Были у него и прежние сослуживцы по железной дороге. Он вспоминался им, как коренастый полнокровный человек, любитель пошутить, приветливый, но скуповатый, который никогда не угостит. В таком обличии он появлялся порой в домах других пенсионеров, вдруг возникая рядом с каким-нибудь старым машинистом на платформе мчащегося на всех парах локомотива.

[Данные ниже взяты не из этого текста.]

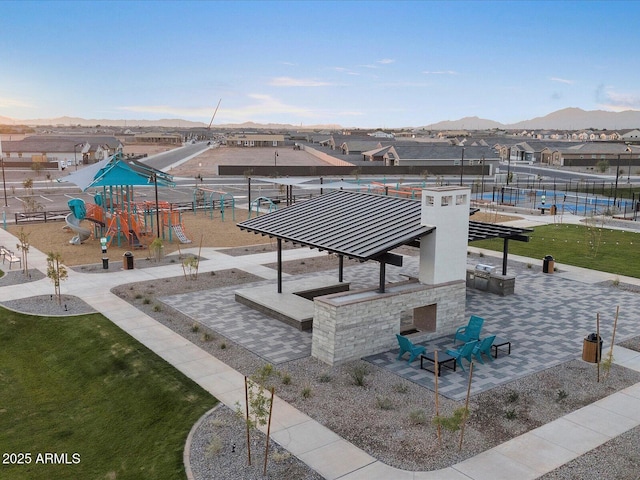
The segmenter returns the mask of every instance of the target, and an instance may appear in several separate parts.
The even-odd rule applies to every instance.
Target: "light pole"
[[[273,152],[273,166],[274,167],[278,166],[278,151],[277,150],[275,152]]]
[[[480,198],[484,199],[484,155],[482,155],[482,183],[481,183],[482,193],[480,193]]]
[[[462,186],[462,175],[464,175],[464,147],[462,147],[462,158],[460,159],[460,186]]]
[[[631,155],[633,150],[631,150],[631,146],[627,145],[627,149],[625,150],[629,152],[629,168],[627,169],[627,183],[631,183]]]
[[[507,158],[507,187],[509,186],[510,176],[511,176],[511,149],[509,149],[509,157]]]
[[[2,191],[4,192],[4,206],[8,207],[7,204],[7,184],[4,179],[4,155],[2,155],[2,149],[0,148],[0,163],[2,163]]]
[[[7,184],[4,180],[4,155],[2,154],[2,139],[0,139],[0,164],[2,165],[2,190],[4,191],[4,206],[8,207],[7,204]]]
[[[613,208],[616,207],[616,200],[618,199],[618,177],[620,176],[620,154],[618,154],[618,163],[616,164],[616,186],[613,189]]]
[[[77,149],[80,145],[84,145],[84,143],[76,143],[76,144],[73,146],[73,163],[74,163],[74,164],[75,164],[75,166],[76,166],[76,171],[78,170],[78,159],[77,159],[77,157],[76,157],[76,149]]]

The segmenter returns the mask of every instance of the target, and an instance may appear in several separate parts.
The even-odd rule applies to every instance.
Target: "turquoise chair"
[[[464,370],[464,365],[462,365],[462,359],[465,358],[467,362],[471,363],[472,361],[471,355],[473,355],[473,349],[476,347],[477,344],[478,344],[477,340],[472,340],[471,342],[465,343],[463,346],[461,346],[457,350],[447,350],[447,354],[451,355],[453,358],[456,359],[456,362],[458,363],[458,365],[460,365],[460,368],[464,372],[465,370]]]
[[[396,338],[398,339],[398,345],[400,345],[400,353],[398,354],[398,360],[402,358],[405,353],[409,353],[409,361],[408,363],[413,362],[418,355],[421,353],[426,353],[427,349],[421,345],[414,345],[411,343],[407,337],[403,337],[402,335],[398,335],[396,333]]]
[[[471,340],[480,340],[480,330],[482,330],[483,323],[484,318],[471,315],[469,323],[456,330],[456,334],[453,336],[453,345],[455,346],[458,340],[465,343],[470,342]]]
[[[491,356],[491,345],[493,345],[493,341],[496,339],[495,335],[491,335],[489,337],[483,338],[479,341],[476,346],[473,348],[473,356],[478,359],[480,363],[482,361],[482,354],[484,353],[489,360],[493,362],[493,357]]]

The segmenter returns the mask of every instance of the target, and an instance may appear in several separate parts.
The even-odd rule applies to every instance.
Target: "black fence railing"
[[[170,208],[173,211],[183,210],[183,211],[193,211],[198,207],[194,208],[193,202],[176,202],[171,203]],[[15,223],[16,225],[20,223],[47,223],[47,222],[61,222],[69,215],[70,210],[51,210],[51,211],[39,211],[39,212],[21,212],[15,213]]]

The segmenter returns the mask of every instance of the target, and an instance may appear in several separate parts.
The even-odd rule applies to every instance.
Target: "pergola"
[[[238,223],[242,230],[277,239],[278,293],[282,292],[282,241],[338,256],[339,281],[344,257],[380,262],[379,290],[384,292],[387,263],[402,266],[402,256],[390,253],[402,245],[419,246],[435,230],[421,225],[419,200],[335,190],[292,206]],[[481,222],[469,223],[469,241],[504,238],[503,275],[508,241],[528,241],[531,230]]]

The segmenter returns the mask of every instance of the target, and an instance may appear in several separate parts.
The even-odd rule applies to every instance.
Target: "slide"
[[[72,245],[80,245],[91,236],[91,230],[85,227],[81,227],[80,219],[76,217],[73,212],[69,213],[66,216],[65,221],[67,222],[67,226],[71,230],[76,232],[73,238],[69,240],[69,243],[71,243]]]
[[[173,228],[173,231],[176,232],[176,237],[178,237],[180,243],[191,243],[191,240],[189,240],[185,235],[182,225],[173,225],[171,228]]]

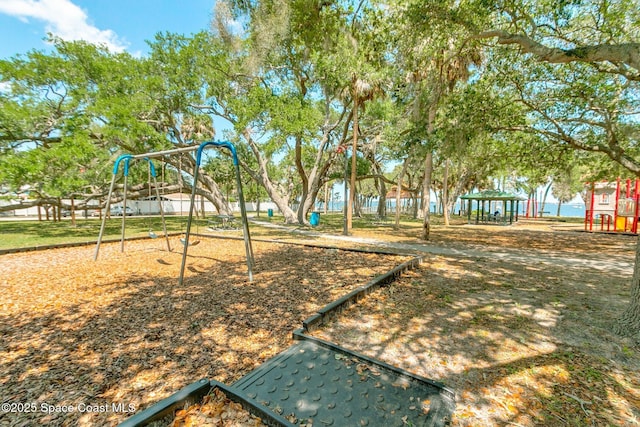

Существовал Годар еще и с другим лицом, на склонах одной долины в Велэйских горах. Там был домик, крытый сланцем, где родилось самое тело Жака Годара, где продолжали жить его отец и мать, которым было за восемьдесят лет. Воспоминание о Жаке наполняло просторную кухню, разлитое между полом и переводинами, подобно запаху горелых дров, задевая стол, отражаясь в пролитом вине или воде, греясь у очага, который обдавал его искрами и сажей, пронизаемое теплыми волнами бьющих часов. Летом старики садились рядышком, в сумерки, на дворе; отец на тележное дышло, мать — на стул, с рукодельем или четками черного дерева. Тогда они тихо приводили к себе сына, сюда, к тележному дышлу и расшатанному стулу. Они приводили его подышать горным воздухом, почувствовать вечерний ветер, ободряющий листья. Жак был тут, невидимый и очень любимый. Он был тут, моложе, ближе к своему рождению; у него были темные волосы, полное лицо, незапущенные усы. Существовал он на местном наречии. Припоминались его шутки, его детские проделки; хотелось его обнять. Еще больше он существовал, когда приходило письмо. Его присутствие становилось почти вещественным. Он был более похож на самого себя, с поседевшими висками, с морщинами, с ревматизмом, мучившим его перед дождем. Вести из письма понемногу взбирались по деревенским переулкам, как цыплята, которые отбились и заворачивают в чужие дворы. Было известно, что Жак написал родителям, что он все в городе, что у него был грипп. Эти хворостинки разжигали воспоминание. Годара воскрешал весь поселок. В этот день он присутствовал на посиделках; он шел следом за людьми в хлев, когда они отправлялись с фонарем и скамейкой доить сонных коров.